The challenge with agents is that they do not behave like traditional identities. They do not require interactive login and often run continuously without clear session boundaries or direct human oversight.

Instead of trying to make agents fit within existing IAM systems that were designed for human access, security leaders need to treat them as an identity class of their own, with unique authentication and authorization needs. This requires a shift away from static credentials, human approval for agent access, and enforcing strong, context-aware authentication, particularly for systems and workflows accessed programmatically. This not only reduces the likelihood of a malicious agent intruding, it also helps security teams quickly separate anomalous behavior from the background hum of “agents being agents.” 

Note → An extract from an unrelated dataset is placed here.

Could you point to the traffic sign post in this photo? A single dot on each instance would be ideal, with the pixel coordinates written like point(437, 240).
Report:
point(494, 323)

How security can adapt to the post-Mythos world

The idea of vulnerabilities going from “discovered” to “exploited” in hours is certainly worrisome, but the good news is that security practitioners are dealing with this problem as a united front; that’s what Anthropic’s Project Glasswing is all about. Preparing for this new reality will require a constellation of approaches, from how we test code to how we automate patches, and 1Password is ready to meet the moment by helping to secure access for humans and their agents. 

Security programs that rely primarily on patch speed will struggle in this environment. Teams that adapt will assume compromise and design security approaches so that a single vulnerability does not expose access that can be reused across environments.

And the best time to start adapting is now.